Eksistensi kerajaan di wilayah ini tidak muncul instan. Akarnya bermula pada abad ke-17, saat Sultan Banjar, Sultan Saidullah, memberikan mandat wilayah swatantra kepada keturunannya, Pangeran Dipati Tuha (Raden Sari).
Wilayah pemberian inilah yang bertransformasi menjadi entitas politik besar bernama Kerajaan Tanah Bumbu. Dengan pusat pemerintahan awal di tepi Sungai Bumbu sekarang masuk wilayah Kecamatan Sampanahan.
Memasuki masa keemasan di bawah kepemimpinan Ratu Mas, peta geopolitik berubah. Pasca-era Ratu Mas, wilayah Tanah Bumbu yang luas dibagi-bagi kepada para keturunannya agar pengelolaan lebih efektif.

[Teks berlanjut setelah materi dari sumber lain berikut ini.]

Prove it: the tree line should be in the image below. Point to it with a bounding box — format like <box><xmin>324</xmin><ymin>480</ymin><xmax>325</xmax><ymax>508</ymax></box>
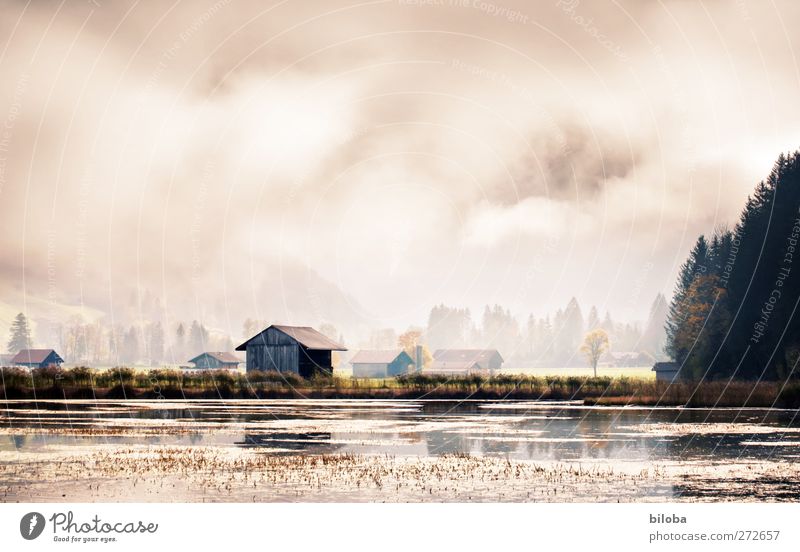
<box><xmin>666</xmin><ymin>151</ymin><xmax>800</xmax><ymax>380</ymax></box>
<box><xmin>366</xmin><ymin>296</ymin><xmax>668</xmax><ymax>367</ymax></box>
<box><xmin>6</xmin><ymin>294</ymin><xmax>669</xmax><ymax>369</ymax></box>
<box><xmin>4</xmin><ymin>313</ymin><xmax>234</xmax><ymax>367</ymax></box>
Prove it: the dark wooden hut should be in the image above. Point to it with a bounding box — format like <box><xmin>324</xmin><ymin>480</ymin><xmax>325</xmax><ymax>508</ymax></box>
<box><xmin>235</xmin><ymin>325</ymin><xmax>347</xmax><ymax>377</ymax></box>
<box><xmin>652</xmin><ymin>361</ymin><xmax>681</xmax><ymax>382</ymax></box>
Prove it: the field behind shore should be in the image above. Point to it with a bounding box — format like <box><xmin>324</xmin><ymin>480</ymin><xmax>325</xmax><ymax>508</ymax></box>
<box><xmin>51</xmin><ymin>363</ymin><xmax>655</xmax><ymax>380</ymax></box>
<box><xmin>500</xmin><ymin>366</ymin><xmax>655</xmax><ymax>379</ymax></box>
<box><xmin>335</xmin><ymin>365</ymin><xmax>655</xmax><ymax>380</ymax></box>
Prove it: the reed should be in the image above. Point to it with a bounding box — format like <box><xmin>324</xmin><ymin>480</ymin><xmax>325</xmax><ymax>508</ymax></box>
<box><xmin>2</xmin><ymin>366</ymin><xmax>800</xmax><ymax>407</ymax></box>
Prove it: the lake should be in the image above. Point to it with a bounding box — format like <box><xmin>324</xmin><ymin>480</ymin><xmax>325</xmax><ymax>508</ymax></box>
<box><xmin>1</xmin><ymin>399</ymin><xmax>799</xmax><ymax>502</ymax></box>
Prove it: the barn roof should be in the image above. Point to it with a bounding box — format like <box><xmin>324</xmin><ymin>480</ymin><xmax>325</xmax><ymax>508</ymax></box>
<box><xmin>236</xmin><ymin>325</ymin><xmax>347</xmax><ymax>351</ymax></box>
<box><xmin>12</xmin><ymin>349</ymin><xmax>63</xmax><ymax>364</ymax></box>
<box><xmin>189</xmin><ymin>352</ymin><xmax>241</xmax><ymax>364</ymax></box>
<box><xmin>350</xmin><ymin>349</ymin><xmax>409</xmax><ymax>364</ymax></box>
<box><xmin>652</xmin><ymin>361</ymin><xmax>679</xmax><ymax>372</ymax></box>
<box><xmin>432</xmin><ymin>349</ymin><xmax>503</xmax><ymax>365</ymax></box>
<box><xmin>426</xmin><ymin>360</ymin><xmax>481</xmax><ymax>372</ymax></box>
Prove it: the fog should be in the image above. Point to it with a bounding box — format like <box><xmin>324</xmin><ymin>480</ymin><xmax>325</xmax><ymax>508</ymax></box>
<box><xmin>1</xmin><ymin>0</ymin><xmax>799</xmax><ymax>348</ymax></box>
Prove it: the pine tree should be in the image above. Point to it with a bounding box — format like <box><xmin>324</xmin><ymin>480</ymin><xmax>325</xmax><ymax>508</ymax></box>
<box><xmin>122</xmin><ymin>326</ymin><xmax>139</xmax><ymax>365</ymax></box>
<box><xmin>7</xmin><ymin>313</ymin><xmax>32</xmax><ymax>354</ymax></box>
<box><xmin>674</xmin><ymin>274</ymin><xmax>731</xmax><ymax>379</ymax></box>
<box><xmin>242</xmin><ymin>318</ymin><xmax>259</xmax><ymax>339</ymax></box>
<box><xmin>586</xmin><ymin>306</ymin><xmax>600</xmax><ymax>331</ymax></box>
<box><xmin>552</xmin><ymin>298</ymin><xmax>583</xmax><ymax>364</ymax></box>
<box><xmin>526</xmin><ymin>314</ymin><xmax>536</xmax><ymax>356</ymax></box>
<box><xmin>665</xmin><ymin>236</ymin><xmax>709</xmax><ymax>362</ymax></box>
<box><xmin>642</xmin><ymin>294</ymin><xmax>668</xmax><ymax>359</ymax></box>
<box><xmin>535</xmin><ymin>316</ymin><xmax>554</xmax><ymax>362</ymax></box>
<box><xmin>149</xmin><ymin>322</ymin><xmax>164</xmax><ymax>364</ymax></box>
<box><xmin>601</xmin><ymin>311</ymin><xmax>614</xmax><ymax>334</ymax></box>
<box><xmin>188</xmin><ymin>321</ymin><xmax>208</xmax><ymax>355</ymax></box>
<box><xmin>666</xmin><ymin>150</ymin><xmax>800</xmax><ymax>380</ymax></box>
<box><xmin>173</xmin><ymin>322</ymin><xmax>186</xmax><ymax>361</ymax></box>
<box><xmin>426</xmin><ymin>304</ymin><xmax>473</xmax><ymax>349</ymax></box>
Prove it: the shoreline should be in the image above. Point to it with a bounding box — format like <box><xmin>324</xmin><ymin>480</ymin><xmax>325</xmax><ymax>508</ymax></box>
<box><xmin>2</xmin><ymin>368</ymin><xmax>799</xmax><ymax>407</ymax></box>
<box><xmin>2</xmin><ymin>379</ymin><xmax>800</xmax><ymax>408</ymax></box>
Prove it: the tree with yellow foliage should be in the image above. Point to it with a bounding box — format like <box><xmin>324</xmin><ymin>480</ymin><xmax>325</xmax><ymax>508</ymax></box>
<box><xmin>397</xmin><ymin>328</ymin><xmax>432</xmax><ymax>372</ymax></box>
<box><xmin>580</xmin><ymin>328</ymin><xmax>610</xmax><ymax>377</ymax></box>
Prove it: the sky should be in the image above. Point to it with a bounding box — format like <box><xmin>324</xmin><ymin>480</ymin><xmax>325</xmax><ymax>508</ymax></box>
<box><xmin>1</xmin><ymin>0</ymin><xmax>799</xmax><ymax>344</ymax></box>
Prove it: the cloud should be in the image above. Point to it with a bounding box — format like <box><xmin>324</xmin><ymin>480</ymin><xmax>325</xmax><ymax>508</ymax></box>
<box><xmin>464</xmin><ymin>197</ymin><xmax>585</xmax><ymax>246</ymax></box>
<box><xmin>1</xmin><ymin>0</ymin><xmax>800</xmax><ymax>342</ymax></box>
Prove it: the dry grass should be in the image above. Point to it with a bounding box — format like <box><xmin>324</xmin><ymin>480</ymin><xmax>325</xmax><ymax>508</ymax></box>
<box><xmin>588</xmin><ymin>380</ymin><xmax>800</xmax><ymax>408</ymax></box>
<box><xmin>2</xmin><ymin>367</ymin><xmax>800</xmax><ymax>407</ymax></box>
<box><xmin>2</xmin><ymin>446</ymin><xmax>799</xmax><ymax>502</ymax></box>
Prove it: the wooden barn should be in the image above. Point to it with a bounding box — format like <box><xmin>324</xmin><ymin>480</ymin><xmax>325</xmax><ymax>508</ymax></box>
<box><xmin>426</xmin><ymin>349</ymin><xmax>504</xmax><ymax>375</ymax></box>
<box><xmin>350</xmin><ymin>349</ymin><xmax>414</xmax><ymax>378</ymax></box>
<box><xmin>652</xmin><ymin>361</ymin><xmax>681</xmax><ymax>382</ymax></box>
<box><xmin>235</xmin><ymin>325</ymin><xmax>347</xmax><ymax>377</ymax></box>
<box><xmin>188</xmin><ymin>352</ymin><xmax>241</xmax><ymax>370</ymax></box>
<box><xmin>12</xmin><ymin>349</ymin><xmax>64</xmax><ymax>369</ymax></box>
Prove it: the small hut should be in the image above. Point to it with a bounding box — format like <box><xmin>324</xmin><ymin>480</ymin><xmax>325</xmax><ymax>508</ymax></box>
<box><xmin>606</xmin><ymin>351</ymin><xmax>656</xmax><ymax>367</ymax></box>
<box><xmin>236</xmin><ymin>325</ymin><xmax>346</xmax><ymax>377</ymax></box>
<box><xmin>350</xmin><ymin>349</ymin><xmax>414</xmax><ymax>378</ymax></box>
<box><xmin>12</xmin><ymin>349</ymin><xmax>64</xmax><ymax>369</ymax></box>
<box><xmin>425</xmin><ymin>359</ymin><xmax>484</xmax><ymax>375</ymax></box>
<box><xmin>427</xmin><ymin>349</ymin><xmax>503</xmax><ymax>375</ymax></box>
<box><xmin>652</xmin><ymin>361</ymin><xmax>681</xmax><ymax>382</ymax></box>
<box><xmin>188</xmin><ymin>352</ymin><xmax>241</xmax><ymax>370</ymax></box>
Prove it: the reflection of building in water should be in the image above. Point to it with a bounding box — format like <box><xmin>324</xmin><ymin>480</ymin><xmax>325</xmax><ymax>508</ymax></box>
<box><xmin>239</xmin><ymin>431</ymin><xmax>339</xmax><ymax>454</ymax></box>
<box><xmin>3</xmin><ymin>434</ymin><xmax>28</xmax><ymax>451</ymax></box>
<box><xmin>416</xmin><ymin>408</ymin><xmax>663</xmax><ymax>461</ymax></box>
<box><xmin>423</xmin><ymin>428</ymin><xmax>480</xmax><ymax>456</ymax></box>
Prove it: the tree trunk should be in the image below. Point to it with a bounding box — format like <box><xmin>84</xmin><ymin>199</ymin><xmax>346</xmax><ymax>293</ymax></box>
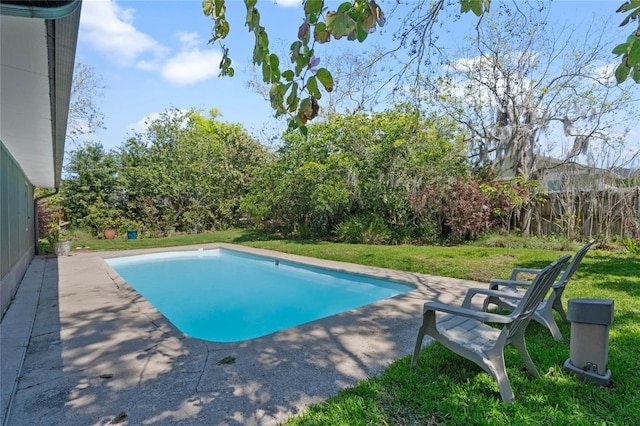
<box><xmin>518</xmin><ymin>202</ymin><xmax>532</xmax><ymax>237</ymax></box>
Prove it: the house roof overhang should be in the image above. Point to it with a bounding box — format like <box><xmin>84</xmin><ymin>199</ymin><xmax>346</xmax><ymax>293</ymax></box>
<box><xmin>1</xmin><ymin>0</ymin><xmax>81</xmax><ymax>188</ymax></box>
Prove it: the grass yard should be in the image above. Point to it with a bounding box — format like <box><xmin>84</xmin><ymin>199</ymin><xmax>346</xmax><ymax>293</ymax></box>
<box><xmin>73</xmin><ymin>231</ymin><xmax>640</xmax><ymax>424</ymax></box>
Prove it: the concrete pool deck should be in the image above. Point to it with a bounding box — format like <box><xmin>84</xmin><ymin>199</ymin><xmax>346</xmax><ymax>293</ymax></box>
<box><xmin>1</xmin><ymin>243</ymin><xmax>484</xmax><ymax>425</ymax></box>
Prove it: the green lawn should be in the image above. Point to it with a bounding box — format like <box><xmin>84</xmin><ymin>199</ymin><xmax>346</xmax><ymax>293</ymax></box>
<box><xmin>73</xmin><ymin>231</ymin><xmax>640</xmax><ymax>424</ymax></box>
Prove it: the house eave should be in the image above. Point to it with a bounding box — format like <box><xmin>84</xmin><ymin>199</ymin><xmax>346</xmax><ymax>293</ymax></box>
<box><xmin>1</xmin><ymin>1</ymin><xmax>80</xmax><ymax>19</ymax></box>
<box><xmin>0</xmin><ymin>0</ymin><xmax>81</xmax><ymax>188</ymax></box>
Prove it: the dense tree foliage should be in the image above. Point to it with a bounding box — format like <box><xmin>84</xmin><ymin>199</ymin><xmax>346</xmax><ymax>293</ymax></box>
<box><xmin>60</xmin><ymin>110</ymin><xmax>271</xmax><ymax>236</ymax></box>
<box><xmin>240</xmin><ymin>108</ymin><xmax>473</xmax><ymax>241</ymax></box>
<box><xmin>59</xmin><ymin>107</ymin><xmax>498</xmax><ymax>242</ymax></box>
<box><xmin>37</xmin><ymin>62</ymin><xmax>107</xmax><ymax>243</ymax></box>
<box><xmin>58</xmin><ymin>105</ymin><xmax>638</xmax><ymax>243</ymax></box>
<box><xmin>118</xmin><ymin>109</ymin><xmax>271</xmax><ymax>235</ymax></box>
<box><xmin>61</xmin><ymin>141</ymin><xmax>119</xmax><ymax>234</ymax></box>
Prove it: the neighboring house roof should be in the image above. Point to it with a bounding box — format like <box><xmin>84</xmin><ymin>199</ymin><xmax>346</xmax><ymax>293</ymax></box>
<box><xmin>0</xmin><ymin>0</ymin><xmax>81</xmax><ymax>188</ymax></box>
<box><xmin>536</xmin><ymin>157</ymin><xmax>638</xmax><ymax>192</ymax></box>
<box><xmin>496</xmin><ymin>154</ymin><xmax>636</xmax><ymax>192</ymax></box>
<box><xmin>612</xmin><ymin>167</ymin><xmax>640</xmax><ymax>179</ymax></box>
<box><xmin>536</xmin><ymin>156</ymin><xmax>624</xmax><ymax>179</ymax></box>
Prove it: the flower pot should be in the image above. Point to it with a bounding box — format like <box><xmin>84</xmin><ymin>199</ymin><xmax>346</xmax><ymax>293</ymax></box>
<box><xmin>54</xmin><ymin>241</ymin><xmax>72</xmax><ymax>256</ymax></box>
<box><xmin>103</xmin><ymin>229</ymin><xmax>116</xmax><ymax>240</ymax></box>
<box><xmin>127</xmin><ymin>230</ymin><xmax>138</xmax><ymax>239</ymax></box>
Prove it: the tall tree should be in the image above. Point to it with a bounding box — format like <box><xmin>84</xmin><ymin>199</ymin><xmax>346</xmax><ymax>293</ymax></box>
<box><xmin>119</xmin><ymin>109</ymin><xmax>271</xmax><ymax>233</ymax></box>
<box><xmin>202</xmin><ymin>0</ymin><xmax>636</xmax><ymax>129</ymax></box>
<box><xmin>437</xmin><ymin>5</ymin><xmax>633</xmax><ymax>174</ymax></box>
<box><xmin>60</xmin><ymin>141</ymin><xmax>119</xmax><ymax>232</ymax></box>
<box><xmin>428</xmin><ymin>3</ymin><xmax>634</xmax><ymax>235</ymax></box>
<box><xmin>67</xmin><ymin>62</ymin><xmax>106</xmax><ymax>146</ymax></box>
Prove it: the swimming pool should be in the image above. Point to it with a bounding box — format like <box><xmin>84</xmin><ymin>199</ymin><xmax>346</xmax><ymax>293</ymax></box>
<box><xmin>106</xmin><ymin>248</ymin><xmax>414</xmax><ymax>342</ymax></box>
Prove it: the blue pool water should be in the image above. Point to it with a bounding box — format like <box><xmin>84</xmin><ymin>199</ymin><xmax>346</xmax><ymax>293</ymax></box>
<box><xmin>106</xmin><ymin>248</ymin><xmax>414</xmax><ymax>342</ymax></box>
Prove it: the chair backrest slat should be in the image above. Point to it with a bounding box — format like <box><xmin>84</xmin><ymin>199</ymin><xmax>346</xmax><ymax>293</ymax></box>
<box><xmin>556</xmin><ymin>240</ymin><xmax>594</xmax><ymax>287</ymax></box>
<box><xmin>508</xmin><ymin>255</ymin><xmax>571</xmax><ymax>337</ymax></box>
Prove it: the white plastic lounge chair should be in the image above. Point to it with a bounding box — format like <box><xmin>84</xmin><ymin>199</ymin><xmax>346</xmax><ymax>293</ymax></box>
<box><xmin>411</xmin><ymin>255</ymin><xmax>570</xmax><ymax>403</ymax></box>
<box><xmin>483</xmin><ymin>240</ymin><xmax>594</xmax><ymax>341</ymax></box>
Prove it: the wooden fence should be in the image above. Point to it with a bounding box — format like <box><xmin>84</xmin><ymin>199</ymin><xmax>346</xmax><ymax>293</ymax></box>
<box><xmin>529</xmin><ymin>187</ymin><xmax>640</xmax><ymax>240</ymax></box>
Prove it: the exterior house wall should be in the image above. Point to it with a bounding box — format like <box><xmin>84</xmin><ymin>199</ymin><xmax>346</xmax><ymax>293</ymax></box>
<box><xmin>1</xmin><ymin>1</ymin><xmax>81</xmax><ymax>318</ymax></box>
<box><xmin>541</xmin><ymin>165</ymin><xmax>617</xmax><ymax>193</ymax></box>
<box><xmin>498</xmin><ymin>155</ymin><xmax>622</xmax><ymax>192</ymax></box>
<box><xmin>1</xmin><ymin>141</ymin><xmax>35</xmax><ymax>318</ymax></box>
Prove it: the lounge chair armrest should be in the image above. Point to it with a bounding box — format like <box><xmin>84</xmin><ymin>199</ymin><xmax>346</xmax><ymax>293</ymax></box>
<box><xmin>509</xmin><ymin>268</ymin><xmax>542</xmax><ymax>280</ymax></box>
<box><xmin>551</xmin><ymin>279</ymin><xmax>568</xmax><ymax>289</ymax></box>
<box><xmin>489</xmin><ymin>279</ymin><xmax>533</xmax><ymax>290</ymax></box>
<box><xmin>423</xmin><ymin>301</ymin><xmax>514</xmax><ymax>324</ymax></box>
<box><xmin>462</xmin><ymin>287</ymin><xmax>526</xmax><ymax>309</ymax></box>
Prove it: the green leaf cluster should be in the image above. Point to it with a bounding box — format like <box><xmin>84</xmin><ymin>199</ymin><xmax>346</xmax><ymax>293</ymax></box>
<box><xmin>459</xmin><ymin>0</ymin><xmax>490</xmax><ymax>16</ymax></box>
<box><xmin>202</xmin><ymin>0</ymin><xmax>389</xmax><ymax>133</ymax></box>
<box><xmin>613</xmin><ymin>1</ymin><xmax>640</xmax><ymax>82</ymax></box>
<box><xmin>201</xmin><ymin>0</ymin><xmax>493</xmax><ymax>132</ymax></box>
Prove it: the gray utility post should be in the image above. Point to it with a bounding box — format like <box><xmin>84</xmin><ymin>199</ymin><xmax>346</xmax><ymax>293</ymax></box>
<box><xmin>563</xmin><ymin>298</ymin><xmax>614</xmax><ymax>386</ymax></box>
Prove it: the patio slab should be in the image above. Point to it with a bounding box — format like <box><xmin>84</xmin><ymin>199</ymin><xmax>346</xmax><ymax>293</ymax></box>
<box><xmin>1</xmin><ymin>243</ymin><xmax>483</xmax><ymax>425</ymax></box>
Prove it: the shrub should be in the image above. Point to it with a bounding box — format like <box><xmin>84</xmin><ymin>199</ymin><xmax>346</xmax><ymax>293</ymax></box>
<box><xmin>36</xmin><ymin>193</ymin><xmax>64</xmax><ymax>242</ymax></box>
<box><xmin>475</xmin><ymin>232</ymin><xmax>581</xmax><ymax>251</ymax></box>
<box><xmin>389</xmin><ymin>220</ymin><xmax>440</xmax><ymax>245</ymax></box>
<box><xmin>362</xmin><ymin>216</ymin><xmax>391</xmax><ymax>245</ymax></box>
<box><xmin>335</xmin><ymin>215</ymin><xmax>391</xmax><ymax>244</ymax></box>
<box><xmin>334</xmin><ymin>215</ymin><xmax>366</xmax><ymax>243</ymax></box>
<box><xmin>623</xmin><ymin>238</ymin><xmax>640</xmax><ymax>255</ymax></box>
<box><xmin>37</xmin><ymin>239</ymin><xmax>51</xmax><ymax>255</ymax></box>
<box><xmin>441</xmin><ymin>179</ymin><xmax>492</xmax><ymax>242</ymax></box>
<box><xmin>294</xmin><ymin>223</ymin><xmax>314</xmax><ymax>239</ymax></box>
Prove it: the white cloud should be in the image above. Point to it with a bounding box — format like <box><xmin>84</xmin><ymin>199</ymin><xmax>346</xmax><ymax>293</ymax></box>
<box><xmin>80</xmin><ymin>0</ymin><xmax>168</xmax><ymax>66</ymax></box>
<box><xmin>445</xmin><ymin>53</ymin><xmax>538</xmax><ymax>106</ymax></box>
<box><xmin>176</xmin><ymin>31</ymin><xmax>200</xmax><ymax>49</ymax></box>
<box><xmin>594</xmin><ymin>62</ymin><xmax>617</xmax><ymax>85</ymax></box>
<box><xmin>128</xmin><ymin>109</ymin><xmax>190</xmax><ymax>134</ymax></box>
<box><xmin>128</xmin><ymin>112</ymin><xmax>162</xmax><ymax>134</ymax></box>
<box><xmin>81</xmin><ymin>1</ymin><xmax>224</xmax><ymax>86</ymax></box>
<box><xmin>160</xmin><ymin>32</ymin><xmax>223</xmax><ymax>85</ymax></box>
<box><xmin>161</xmin><ymin>50</ymin><xmax>223</xmax><ymax>85</ymax></box>
<box><xmin>274</xmin><ymin>0</ymin><xmax>303</xmax><ymax>7</ymax></box>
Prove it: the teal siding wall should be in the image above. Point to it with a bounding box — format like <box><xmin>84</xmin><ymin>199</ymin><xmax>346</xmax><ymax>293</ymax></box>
<box><xmin>1</xmin><ymin>141</ymin><xmax>35</xmax><ymax>317</ymax></box>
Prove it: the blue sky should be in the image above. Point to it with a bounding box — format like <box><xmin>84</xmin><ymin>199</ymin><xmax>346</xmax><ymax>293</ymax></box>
<box><xmin>76</xmin><ymin>0</ymin><xmax>639</xmax><ymax>164</ymax></box>
<box><xmin>77</xmin><ymin>0</ymin><xmax>314</xmax><ymax>149</ymax></box>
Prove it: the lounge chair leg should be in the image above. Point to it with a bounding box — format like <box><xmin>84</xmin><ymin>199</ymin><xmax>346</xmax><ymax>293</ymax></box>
<box><xmin>534</xmin><ymin>309</ymin><xmax>563</xmax><ymax>341</ymax></box>
<box><xmin>485</xmin><ymin>352</ymin><xmax>515</xmax><ymax>403</ymax></box>
<box><xmin>553</xmin><ymin>299</ymin><xmax>569</xmax><ymax>323</ymax></box>
<box><xmin>547</xmin><ymin>321</ymin><xmax>563</xmax><ymax>341</ymax></box>
<box><xmin>411</xmin><ymin>325</ymin><xmax>427</xmax><ymax>367</ymax></box>
<box><xmin>511</xmin><ymin>336</ymin><xmax>539</xmax><ymax>377</ymax></box>
<box><xmin>497</xmin><ymin>378</ymin><xmax>515</xmax><ymax>404</ymax></box>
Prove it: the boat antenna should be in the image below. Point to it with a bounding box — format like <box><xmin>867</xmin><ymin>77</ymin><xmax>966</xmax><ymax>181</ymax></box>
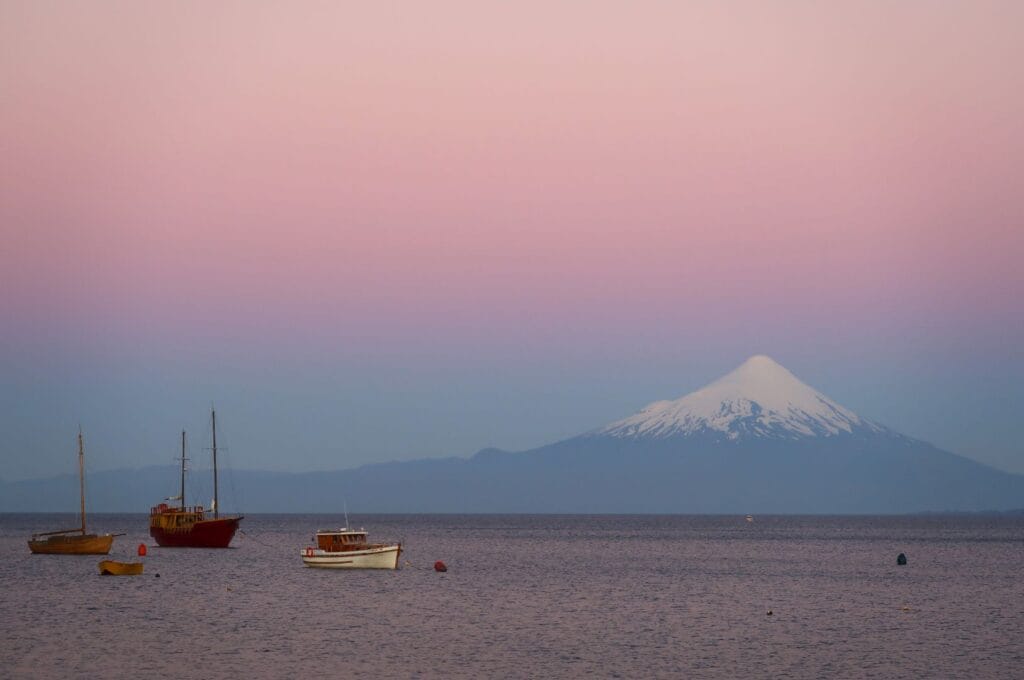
<box><xmin>344</xmin><ymin>499</ymin><xmax>349</xmax><ymax>530</ymax></box>
<box><xmin>78</xmin><ymin>426</ymin><xmax>86</xmax><ymax>535</ymax></box>
<box><xmin>211</xmin><ymin>405</ymin><xmax>219</xmax><ymax>519</ymax></box>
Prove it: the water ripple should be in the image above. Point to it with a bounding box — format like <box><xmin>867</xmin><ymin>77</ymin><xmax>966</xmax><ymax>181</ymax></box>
<box><xmin>2</xmin><ymin>514</ymin><xmax>1023</xmax><ymax>678</ymax></box>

Dari rahim pembagian wilayah inilah lahir Kerajaan Cantung dan Kerajaan Batulicin.
Berdasarkan kesepakatan keluarga istana, tampuk kepemimpinan perdana wilayah pecahan ini diserahkan kepada seorang perempuan tangguh. Ia adalah Ratu Intan I.
Bagi masyarakat Kelumpang Hulu, Desa Banua Lawas adalah ruang historis yang sakral, pada 1 Juni 1867, sebuah keputusan besar diambil untuk memindahkan pusat pemerintahan Kerajaan Cantung ke Desa Banua Lawas.
Sejak tanggal keramat itu, Banua Lawas resmi menyandang status sebagai ibu kota kerajaan. Di kawasan yang kini sunyi dan bersahaja ini, dulunya berdiri megah kompleks istana yang menjadi pusat urusan politik, pemerintahan, dan kemasyarakatan.
Akibat gempuran waktu dan dinamika kolonial, bangunan istana itu kini telah tiada, menyisakan kompleks pemakaman sebagai penanda utamanya.
Di balik sejarahnya yang besar, di Kompleks Pemakaman Banua Lawas ini, peziarah tidak akan menemukan makam Raja Cantung ke-5, Pangeran Kusuma Negara. Pasalnya, pada tahun 1897 sang raja ditangkap lalu diasingkan jauh ke pulau seberang, Bondowoso, Jawa Timur. “Di tanah asing itulah beliau menghabiskan sisa usianya dalam pengawasan ketat. Beliau wafat pada tahun 1929 dan dikebumikan di sana, jauh dari bumi pesisir Cantung yang dicintainya,” terang Saijul.